The opinion of the court was delivered by: Matthew F. Kennelly, District Judge


Diep X. Hoang filed a pro se suit against Abbott Laboratories (Abbott) and a number of current and former Abbott employees for patent infringement and to correct the inventorship listed on three patents.*fn1 Defendants have moved for summary judgment on all claims. For the reasons set forth below, the Court grants defendants' motion.


Because defendants have moved for summary judgment, the Court views the facts in the light most favorable to Hoang and draws reasonable inferences in her favor. See, e.g., Nat'l Athletic Sportswear, Inc. v. Westfield Ins. Co., 528 F.3d 508, 512 (7th Cir. 2008).

Abbott employed Hoang from 1993 until 2002. The individual defendants are current or former Abbott employees. Hoang and Abbott entered into two written employment agreements while she was employed at Abbott. The first agreement, executed on August 4, 1993, provided:

3. All discoveries, inventions, improvements, software and innovations, whether patentable, copyrightable or not (including all data and records pertaining thereto) which EMPLOYEE may invent, discover, originate, or conceive during the term of employment with ABBOTT, and which in any way relate to or are or may be useful in connection with the business of ABBOTT, shall be the sole and exclusive property of ABBOTT. EMPLOYEE shall promptly and fully disclose each and all such discoveries, inventions, improvements, software or innovations to ABBOTT.

4. EMPLOYEE shall assign to ABBOTT EMPLOYEE's entire right, title, and interest to any of the discoveries, inventions, improvements, software and innovations described in Paragraph 3 of this Agreement and any related U.S. or foreign patents, patent applications and copyrights; shall execute any instruments considered necessary by ABBOTT to convey or perfect ABBOTT's ownership thereof; and shall assist ABBOTT in obtaining, defending and enforcing its rights therein....

Defs.' Rule 56.1 Statement, Ex.
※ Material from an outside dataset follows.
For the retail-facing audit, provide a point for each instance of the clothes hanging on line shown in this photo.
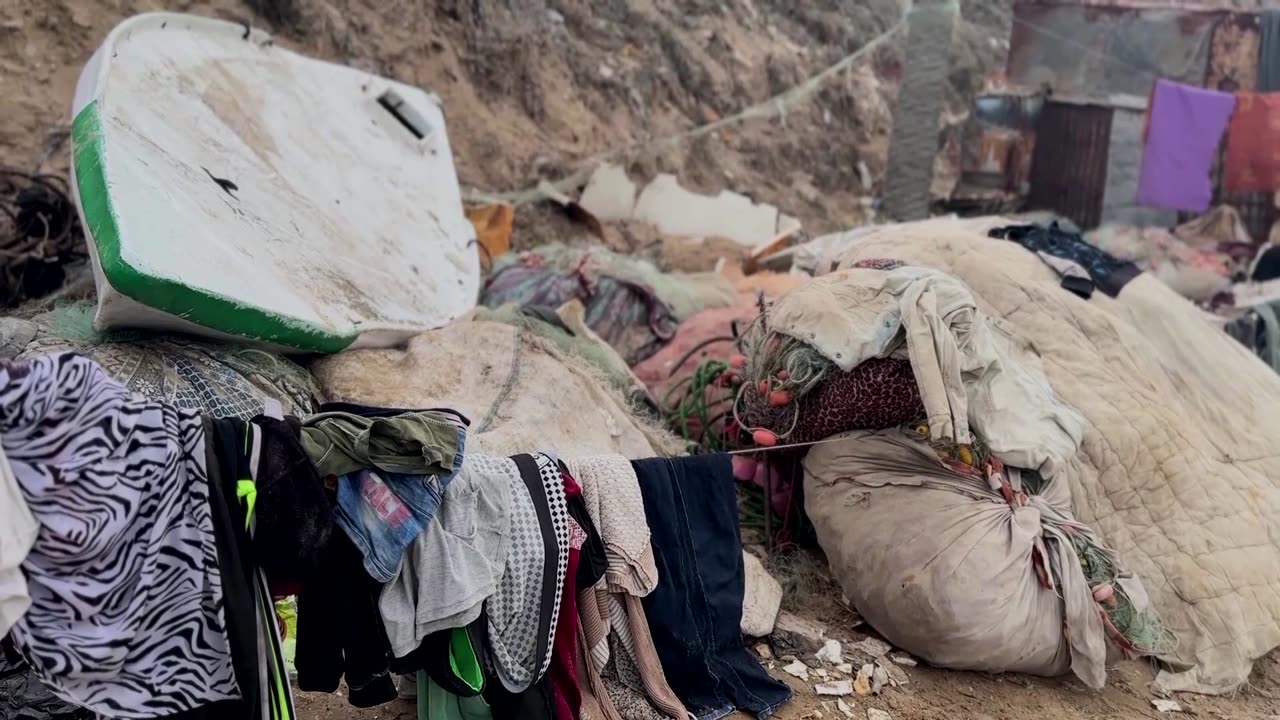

B ¶¶ 3-4. The second agreement, executed in October 1997, contained substantially similar language. Abbott contends that it never entered into any other agreements with Hoang. Hoang denies that contention, but she has not provided any evidence to support her denial.

Hoang contends that defendants have violated her rights with respect to three patents, U.S. Patent Nos. 6,667,338 (the '338 patent), 6,608,198 (the '198 patent), and 6,864,369 (the '369 patent). With respect to all three patents, Hoang contends that "Abbott has infringed [her] patent rights." Pl.'s Supplement To Patent Claims ¶¶ 1-3.*fn2

She also seeks to have the inventorship listed on the three patents amended to include her name. Hoang stated in her amended complaint that "all ideas and inventions of Diep Hoang should be patented and published due to Diep Hoang's reputational interest as a scientist." Pl.'s Mot. for Leave to File Am. Inventions Compl. ¶ 10.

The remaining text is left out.